75% exerciam esta atividade, no entanto 29,7% dos concluintes de mestrado não se dedicavam à pesquisa. Há de se destacar que boa parte também exercia atividades concomitantes em consultório e trabalhava em hospital.

Para os egressos de mestrado em Dermatologia da UFMG entre 1980 e 1995 (Silva et al., 2000), o principal motivo para a realização da pós- graduação foi a aprimoramento em metodologia científica (86,1%) seguido de aperfeiçoamento da carreira docente (80,6%), no entanto, após a conclusão do curso, a maioria trabalhava em consultório (94,4%), apesar de uma grande parte também exercer atividades de ensino (77,8%).

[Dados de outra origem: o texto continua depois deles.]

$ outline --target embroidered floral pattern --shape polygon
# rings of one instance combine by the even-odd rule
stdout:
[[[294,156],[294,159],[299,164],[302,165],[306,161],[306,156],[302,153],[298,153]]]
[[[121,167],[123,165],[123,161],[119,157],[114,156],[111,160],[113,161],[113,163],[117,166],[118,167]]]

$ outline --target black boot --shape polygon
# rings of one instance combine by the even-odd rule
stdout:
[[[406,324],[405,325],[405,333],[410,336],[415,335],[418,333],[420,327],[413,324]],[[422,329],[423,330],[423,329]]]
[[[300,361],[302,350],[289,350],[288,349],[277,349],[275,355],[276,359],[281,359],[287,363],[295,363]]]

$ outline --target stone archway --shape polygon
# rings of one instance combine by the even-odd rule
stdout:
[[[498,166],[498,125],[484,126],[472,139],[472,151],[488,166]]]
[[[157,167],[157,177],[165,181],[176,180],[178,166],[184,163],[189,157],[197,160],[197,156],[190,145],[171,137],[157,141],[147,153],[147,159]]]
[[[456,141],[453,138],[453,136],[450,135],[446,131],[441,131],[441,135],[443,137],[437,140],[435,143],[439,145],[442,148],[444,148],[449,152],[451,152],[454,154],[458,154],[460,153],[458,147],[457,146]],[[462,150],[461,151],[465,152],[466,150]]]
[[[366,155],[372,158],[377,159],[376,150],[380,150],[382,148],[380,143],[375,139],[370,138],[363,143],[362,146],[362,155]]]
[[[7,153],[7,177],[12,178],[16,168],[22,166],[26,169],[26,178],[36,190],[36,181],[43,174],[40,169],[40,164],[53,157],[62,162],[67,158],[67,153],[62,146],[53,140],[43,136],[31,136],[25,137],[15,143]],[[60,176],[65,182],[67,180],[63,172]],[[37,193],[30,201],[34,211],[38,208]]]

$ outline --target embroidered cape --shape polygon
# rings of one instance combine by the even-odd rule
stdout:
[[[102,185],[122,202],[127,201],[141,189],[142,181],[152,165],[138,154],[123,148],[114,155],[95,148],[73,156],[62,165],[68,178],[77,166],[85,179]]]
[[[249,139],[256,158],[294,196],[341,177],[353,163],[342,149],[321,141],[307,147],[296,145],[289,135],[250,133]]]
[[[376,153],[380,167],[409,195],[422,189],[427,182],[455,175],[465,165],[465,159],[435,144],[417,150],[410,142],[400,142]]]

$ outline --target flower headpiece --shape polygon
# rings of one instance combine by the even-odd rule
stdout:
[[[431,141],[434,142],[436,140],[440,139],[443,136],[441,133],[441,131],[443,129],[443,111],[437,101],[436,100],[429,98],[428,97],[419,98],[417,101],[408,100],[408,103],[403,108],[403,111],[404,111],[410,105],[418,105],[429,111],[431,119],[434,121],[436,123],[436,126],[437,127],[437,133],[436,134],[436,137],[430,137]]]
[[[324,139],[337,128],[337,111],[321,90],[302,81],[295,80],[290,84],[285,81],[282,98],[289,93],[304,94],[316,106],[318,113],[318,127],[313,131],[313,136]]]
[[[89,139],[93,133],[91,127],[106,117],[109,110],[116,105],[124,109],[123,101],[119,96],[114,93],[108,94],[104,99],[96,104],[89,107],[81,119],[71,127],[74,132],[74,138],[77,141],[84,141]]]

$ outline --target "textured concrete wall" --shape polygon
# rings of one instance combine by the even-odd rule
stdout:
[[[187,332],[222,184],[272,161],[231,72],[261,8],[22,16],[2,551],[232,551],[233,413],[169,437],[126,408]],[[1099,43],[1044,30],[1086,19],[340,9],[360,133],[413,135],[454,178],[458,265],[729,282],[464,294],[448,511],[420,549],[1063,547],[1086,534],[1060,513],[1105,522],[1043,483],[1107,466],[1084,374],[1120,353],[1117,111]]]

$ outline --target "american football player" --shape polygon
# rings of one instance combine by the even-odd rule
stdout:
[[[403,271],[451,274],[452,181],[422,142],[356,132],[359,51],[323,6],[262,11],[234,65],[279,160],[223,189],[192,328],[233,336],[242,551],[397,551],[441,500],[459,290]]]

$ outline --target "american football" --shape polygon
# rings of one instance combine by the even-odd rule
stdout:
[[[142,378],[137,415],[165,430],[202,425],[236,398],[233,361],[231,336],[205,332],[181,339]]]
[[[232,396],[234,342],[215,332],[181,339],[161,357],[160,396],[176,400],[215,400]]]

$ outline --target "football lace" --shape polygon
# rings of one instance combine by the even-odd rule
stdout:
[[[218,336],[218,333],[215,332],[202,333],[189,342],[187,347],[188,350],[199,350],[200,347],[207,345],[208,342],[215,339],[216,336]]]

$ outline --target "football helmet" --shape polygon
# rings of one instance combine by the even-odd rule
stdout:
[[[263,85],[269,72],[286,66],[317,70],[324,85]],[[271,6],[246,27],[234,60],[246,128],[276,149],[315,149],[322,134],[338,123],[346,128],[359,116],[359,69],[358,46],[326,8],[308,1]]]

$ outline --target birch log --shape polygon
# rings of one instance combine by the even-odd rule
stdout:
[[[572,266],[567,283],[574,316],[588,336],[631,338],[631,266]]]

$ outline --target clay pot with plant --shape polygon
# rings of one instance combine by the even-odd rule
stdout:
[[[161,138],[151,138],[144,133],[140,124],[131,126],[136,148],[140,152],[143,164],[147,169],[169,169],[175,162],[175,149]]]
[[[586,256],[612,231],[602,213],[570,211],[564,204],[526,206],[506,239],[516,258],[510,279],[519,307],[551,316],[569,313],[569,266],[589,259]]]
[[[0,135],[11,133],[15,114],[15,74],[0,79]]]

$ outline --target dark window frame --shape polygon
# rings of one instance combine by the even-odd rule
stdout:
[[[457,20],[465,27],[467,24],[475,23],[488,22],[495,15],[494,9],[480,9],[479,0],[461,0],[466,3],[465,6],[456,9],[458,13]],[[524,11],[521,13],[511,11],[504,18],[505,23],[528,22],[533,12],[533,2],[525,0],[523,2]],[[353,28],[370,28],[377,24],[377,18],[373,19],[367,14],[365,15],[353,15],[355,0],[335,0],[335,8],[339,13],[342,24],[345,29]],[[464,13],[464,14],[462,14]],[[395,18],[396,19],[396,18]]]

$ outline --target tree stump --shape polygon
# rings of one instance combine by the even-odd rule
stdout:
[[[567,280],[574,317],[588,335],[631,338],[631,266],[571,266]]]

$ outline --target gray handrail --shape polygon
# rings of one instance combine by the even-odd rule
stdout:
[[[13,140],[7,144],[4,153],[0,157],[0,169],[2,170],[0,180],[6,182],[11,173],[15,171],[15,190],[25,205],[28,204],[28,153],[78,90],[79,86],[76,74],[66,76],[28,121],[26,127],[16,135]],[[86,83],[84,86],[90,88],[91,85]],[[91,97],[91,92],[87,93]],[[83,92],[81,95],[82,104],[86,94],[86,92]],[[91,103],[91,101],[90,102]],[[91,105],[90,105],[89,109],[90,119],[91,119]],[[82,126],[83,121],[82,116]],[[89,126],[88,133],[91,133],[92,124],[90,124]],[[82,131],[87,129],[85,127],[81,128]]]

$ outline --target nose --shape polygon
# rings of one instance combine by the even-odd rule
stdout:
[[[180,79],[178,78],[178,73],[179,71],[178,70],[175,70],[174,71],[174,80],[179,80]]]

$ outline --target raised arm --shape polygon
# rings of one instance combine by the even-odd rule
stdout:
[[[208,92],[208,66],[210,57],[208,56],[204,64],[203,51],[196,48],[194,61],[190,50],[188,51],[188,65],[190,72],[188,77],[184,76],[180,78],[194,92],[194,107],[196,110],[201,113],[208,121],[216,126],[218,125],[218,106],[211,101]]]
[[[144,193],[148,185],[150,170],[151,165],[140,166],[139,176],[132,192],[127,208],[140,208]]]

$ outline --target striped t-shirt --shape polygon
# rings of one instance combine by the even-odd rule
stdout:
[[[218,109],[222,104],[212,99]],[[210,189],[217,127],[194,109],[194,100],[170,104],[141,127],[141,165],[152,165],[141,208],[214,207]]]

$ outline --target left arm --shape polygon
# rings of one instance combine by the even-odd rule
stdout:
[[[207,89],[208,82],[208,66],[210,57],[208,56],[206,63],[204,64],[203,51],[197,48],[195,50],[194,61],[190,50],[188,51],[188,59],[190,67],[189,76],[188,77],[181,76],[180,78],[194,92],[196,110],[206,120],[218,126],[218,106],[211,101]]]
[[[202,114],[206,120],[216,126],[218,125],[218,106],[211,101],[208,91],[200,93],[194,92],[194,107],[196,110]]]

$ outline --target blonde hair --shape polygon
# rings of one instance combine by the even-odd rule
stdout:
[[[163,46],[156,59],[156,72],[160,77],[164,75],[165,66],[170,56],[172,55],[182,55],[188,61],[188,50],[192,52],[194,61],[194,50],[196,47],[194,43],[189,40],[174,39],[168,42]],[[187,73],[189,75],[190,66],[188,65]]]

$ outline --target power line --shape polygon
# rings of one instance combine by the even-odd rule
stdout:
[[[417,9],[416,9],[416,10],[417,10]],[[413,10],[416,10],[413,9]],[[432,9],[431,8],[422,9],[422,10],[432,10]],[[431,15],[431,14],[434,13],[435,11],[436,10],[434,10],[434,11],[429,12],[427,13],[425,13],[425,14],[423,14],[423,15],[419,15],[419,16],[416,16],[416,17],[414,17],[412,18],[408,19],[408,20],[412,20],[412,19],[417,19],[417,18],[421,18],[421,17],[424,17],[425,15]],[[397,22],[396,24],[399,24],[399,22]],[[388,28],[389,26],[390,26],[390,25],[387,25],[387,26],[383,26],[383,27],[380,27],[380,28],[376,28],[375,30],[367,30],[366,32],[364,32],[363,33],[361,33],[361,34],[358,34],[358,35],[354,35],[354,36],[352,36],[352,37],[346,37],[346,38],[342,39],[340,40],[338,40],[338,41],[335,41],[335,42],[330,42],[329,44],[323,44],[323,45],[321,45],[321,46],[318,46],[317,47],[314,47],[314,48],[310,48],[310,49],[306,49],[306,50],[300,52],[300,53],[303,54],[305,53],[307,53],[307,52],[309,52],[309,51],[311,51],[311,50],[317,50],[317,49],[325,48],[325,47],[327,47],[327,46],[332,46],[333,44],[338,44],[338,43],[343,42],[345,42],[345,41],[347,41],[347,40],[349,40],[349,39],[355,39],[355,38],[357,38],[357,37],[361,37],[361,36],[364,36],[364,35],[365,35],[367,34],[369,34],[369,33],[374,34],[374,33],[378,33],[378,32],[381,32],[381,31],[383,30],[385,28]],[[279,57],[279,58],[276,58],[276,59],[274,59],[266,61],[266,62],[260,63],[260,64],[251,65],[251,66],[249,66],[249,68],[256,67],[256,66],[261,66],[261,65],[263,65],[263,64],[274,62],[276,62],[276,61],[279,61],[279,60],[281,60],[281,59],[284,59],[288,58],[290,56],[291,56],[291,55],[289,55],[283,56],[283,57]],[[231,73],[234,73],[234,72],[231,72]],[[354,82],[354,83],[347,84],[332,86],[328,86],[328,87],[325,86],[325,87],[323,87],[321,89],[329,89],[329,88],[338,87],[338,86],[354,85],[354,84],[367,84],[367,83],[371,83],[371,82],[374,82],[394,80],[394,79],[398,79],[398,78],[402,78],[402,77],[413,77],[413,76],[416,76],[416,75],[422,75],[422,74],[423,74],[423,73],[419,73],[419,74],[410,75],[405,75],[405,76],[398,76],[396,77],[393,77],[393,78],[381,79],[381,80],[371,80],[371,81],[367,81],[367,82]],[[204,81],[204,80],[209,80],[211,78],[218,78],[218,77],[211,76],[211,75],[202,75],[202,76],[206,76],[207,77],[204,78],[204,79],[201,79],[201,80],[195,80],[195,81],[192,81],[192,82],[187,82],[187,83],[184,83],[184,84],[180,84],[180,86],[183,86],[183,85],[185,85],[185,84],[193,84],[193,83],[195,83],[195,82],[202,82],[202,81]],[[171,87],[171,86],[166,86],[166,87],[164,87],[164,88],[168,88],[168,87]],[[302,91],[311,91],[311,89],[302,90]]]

Na pesquisa organizada por Velloso (2002,2003), foi maior o percentual de pós-graduandos de Clínica Médica (90%) (Oliven, Neves, 2002) que buscaram o curso para aprimorar a carreira acadêmica, que de Direito (70%) (Martins, Carvalho, 2003) e de Engenharia Civil (43,4%) (Sampaio, Velloso, 2003). No entanto, esses egressos apresentam como rumo dominante o mercado e não a academia.

Tanto na presente pesquisa quanto nas demais pesquisas analisadas, o que se observa é uma constante tensão entre o mercado de trabalho e a carreira acadêmica.